Lord Hattersley: I have already
said, and I meant it, I would be absurd to object to the expedient,
as I described it, taking-of-places in private hospitals. Your
example, which I do not know, may be exactly that but if it was
a temporary expedient then it would be foolish to expect people
to go on having toothache rather than take advantage of
Mr Prentice: I shall tell Paul Boateng
he is being very foolish in turning down my suggestion.
Q107 Chairman: I think in fairness
to our witness and everybody we ought to pull stumps now because
there is a vote and it may be followed by another one and so on.

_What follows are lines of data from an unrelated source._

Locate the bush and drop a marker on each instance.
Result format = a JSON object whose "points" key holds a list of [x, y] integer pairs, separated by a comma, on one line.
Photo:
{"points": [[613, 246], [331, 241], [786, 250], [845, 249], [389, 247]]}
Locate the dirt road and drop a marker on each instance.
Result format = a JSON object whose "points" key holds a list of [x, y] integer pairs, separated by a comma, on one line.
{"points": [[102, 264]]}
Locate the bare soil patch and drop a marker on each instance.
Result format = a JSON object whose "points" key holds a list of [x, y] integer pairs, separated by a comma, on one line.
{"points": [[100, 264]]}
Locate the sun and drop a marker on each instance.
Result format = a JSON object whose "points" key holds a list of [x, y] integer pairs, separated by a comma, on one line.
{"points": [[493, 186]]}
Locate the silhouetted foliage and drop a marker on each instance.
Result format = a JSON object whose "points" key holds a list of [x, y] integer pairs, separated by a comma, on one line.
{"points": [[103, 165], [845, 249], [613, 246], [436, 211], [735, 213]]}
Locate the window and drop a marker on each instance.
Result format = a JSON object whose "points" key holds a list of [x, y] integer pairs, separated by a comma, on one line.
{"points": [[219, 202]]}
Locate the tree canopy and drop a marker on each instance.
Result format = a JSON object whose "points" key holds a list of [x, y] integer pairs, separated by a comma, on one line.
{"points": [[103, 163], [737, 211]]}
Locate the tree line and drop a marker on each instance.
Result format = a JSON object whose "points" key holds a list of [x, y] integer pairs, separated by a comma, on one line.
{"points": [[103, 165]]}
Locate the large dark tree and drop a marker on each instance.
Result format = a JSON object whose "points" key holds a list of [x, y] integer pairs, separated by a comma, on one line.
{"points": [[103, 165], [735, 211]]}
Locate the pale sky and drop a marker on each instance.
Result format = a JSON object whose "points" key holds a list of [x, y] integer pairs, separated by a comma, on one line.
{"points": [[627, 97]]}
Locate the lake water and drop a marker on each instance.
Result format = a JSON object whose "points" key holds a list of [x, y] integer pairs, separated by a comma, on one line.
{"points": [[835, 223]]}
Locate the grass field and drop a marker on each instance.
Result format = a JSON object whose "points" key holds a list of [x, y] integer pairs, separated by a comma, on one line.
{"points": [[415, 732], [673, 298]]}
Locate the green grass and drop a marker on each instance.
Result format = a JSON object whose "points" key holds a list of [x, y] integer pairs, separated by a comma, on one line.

We have had a good bash. There were a few things we were still
going to do, but I think we have done enough to get value from
the session. I apologise for the fact that a few members of the
Committee had not read all your Guardian articles but we
shall remedy this, I can assure you, very rapidly. Thank you very
much and I am sorry about this rather abbreviated ending.
Lord Hattersley: Thank you very
much for having me. I am not sure I have contributed much but
I have enjoyed it.
Chairman: Thank you very much indeed.